I have some large bam files (~100GB), from which I would like to extract fastq sequences. Of course the most straightforward way is to directly apply softwares like bam2fastq. However, in order to speed up, I tried to split the large bam files (sorted according to coordinate but not read name) chromosome by chromosome, and would extract based on each bam file.
Then I realized, this will miss those read paires which map to different chromosomes.

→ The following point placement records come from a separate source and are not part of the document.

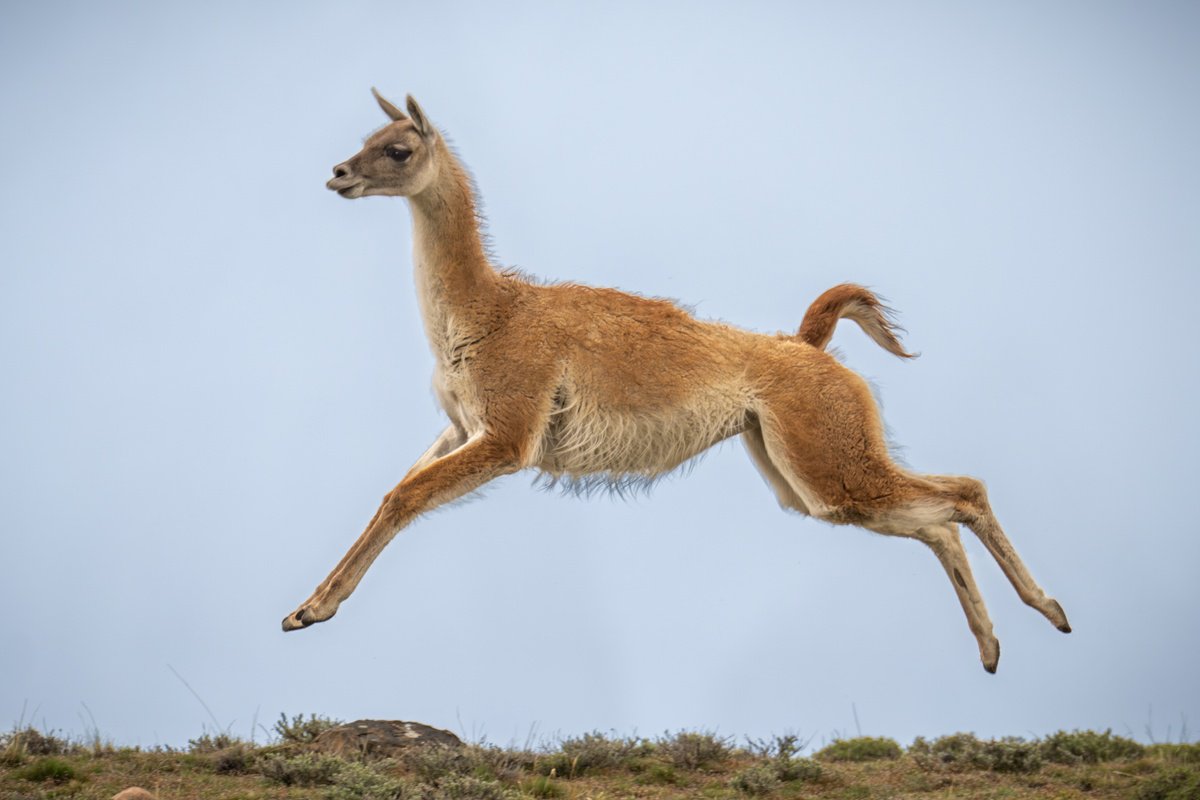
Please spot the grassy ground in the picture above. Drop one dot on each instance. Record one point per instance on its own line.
(688, 764)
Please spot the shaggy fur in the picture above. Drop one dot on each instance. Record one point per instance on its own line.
(601, 386)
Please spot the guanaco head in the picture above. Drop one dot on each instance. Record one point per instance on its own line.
(399, 160)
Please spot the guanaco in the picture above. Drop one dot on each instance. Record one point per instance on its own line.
(588, 384)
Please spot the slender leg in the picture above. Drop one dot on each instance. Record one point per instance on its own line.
(945, 541)
(973, 510)
(447, 443)
(439, 481)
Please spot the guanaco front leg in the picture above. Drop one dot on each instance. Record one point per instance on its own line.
(426, 487)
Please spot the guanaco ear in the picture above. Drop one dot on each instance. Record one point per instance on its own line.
(419, 119)
(388, 108)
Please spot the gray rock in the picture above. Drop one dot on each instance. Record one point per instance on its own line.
(382, 738)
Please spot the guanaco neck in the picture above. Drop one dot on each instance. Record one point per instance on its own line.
(455, 281)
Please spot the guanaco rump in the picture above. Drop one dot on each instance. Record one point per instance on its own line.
(588, 384)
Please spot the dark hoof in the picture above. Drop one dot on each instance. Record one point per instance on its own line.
(298, 619)
(991, 663)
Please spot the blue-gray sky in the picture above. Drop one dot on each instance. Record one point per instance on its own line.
(214, 367)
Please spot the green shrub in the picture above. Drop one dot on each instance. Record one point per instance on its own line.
(1089, 747)
(1181, 753)
(307, 769)
(694, 750)
(233, 761)
(863, 749)
(595, 751)
(1012, 755)
(541, 786)
(964, 751)
(30, 741)
(359, 781)
(797, 769)
(1176, 783)
(466, 787)
(757, 780)
(652, 773)
(48, 769)
(299, 731)
(211, 743)
(431, 763)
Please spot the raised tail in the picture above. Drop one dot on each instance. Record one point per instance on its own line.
(856, 302)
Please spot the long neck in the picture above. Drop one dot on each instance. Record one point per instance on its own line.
(453, 271)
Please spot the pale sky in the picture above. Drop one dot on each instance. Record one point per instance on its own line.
(214, 368)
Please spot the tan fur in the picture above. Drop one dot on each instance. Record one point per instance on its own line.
(598, 384)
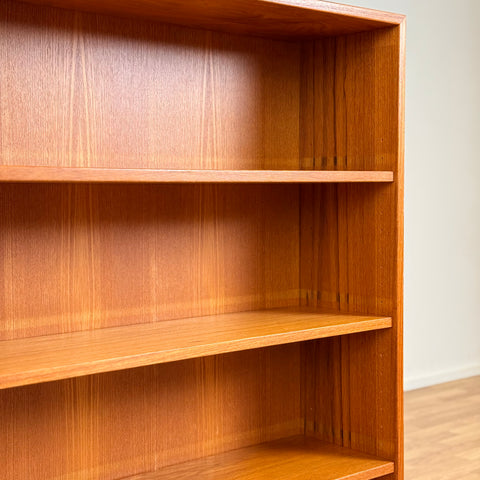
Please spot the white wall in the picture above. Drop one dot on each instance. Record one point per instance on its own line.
(442, 188)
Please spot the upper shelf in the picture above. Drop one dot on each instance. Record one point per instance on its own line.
(55, 357)
(276, 18)
(144, 175)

So I'm just confused any optimized way to split bam files first and then extract for each of bam, so that to improve speed? thx
Edit: Is there any bam split tools, which can evenly split bam into, say 10 parts?
To better explain my question:
If I split my bam file by chromosome, say extract chr1 alignments from test.bam, which is named: test_1.bam
$ /share/bin/samtools-0.1.16/samtools view test_1.bam |wc -l
131168
Then if I tried to extract fastq from test_1.bam
$ bam2fastq -o test_%#_sequence.txt test_1.bam -f
This looks like paired data from lane 1.
Output will be in test_1_1_sequence.txt and test_1_2_sequence.txt
131168 sequences in the BAM file
131168 sequences exported
WARNING: 3348 reads could not be matched to a mate and were not exported
Obviously, 3348 reads are NOT extracted, this is because test_1.bam only include any read mapping to chr1; and for those unmapped reads, it's highly likely that only one end maps to chr1. And bam2fastq will only extract paired-end reads, exluding those orphans.
So I would say, splitting BAM based on name/# of reads seem the only way out. I may need to sort bam according to read name.
but I know, thanks. But how can I quickly split my bam already sorted by read name?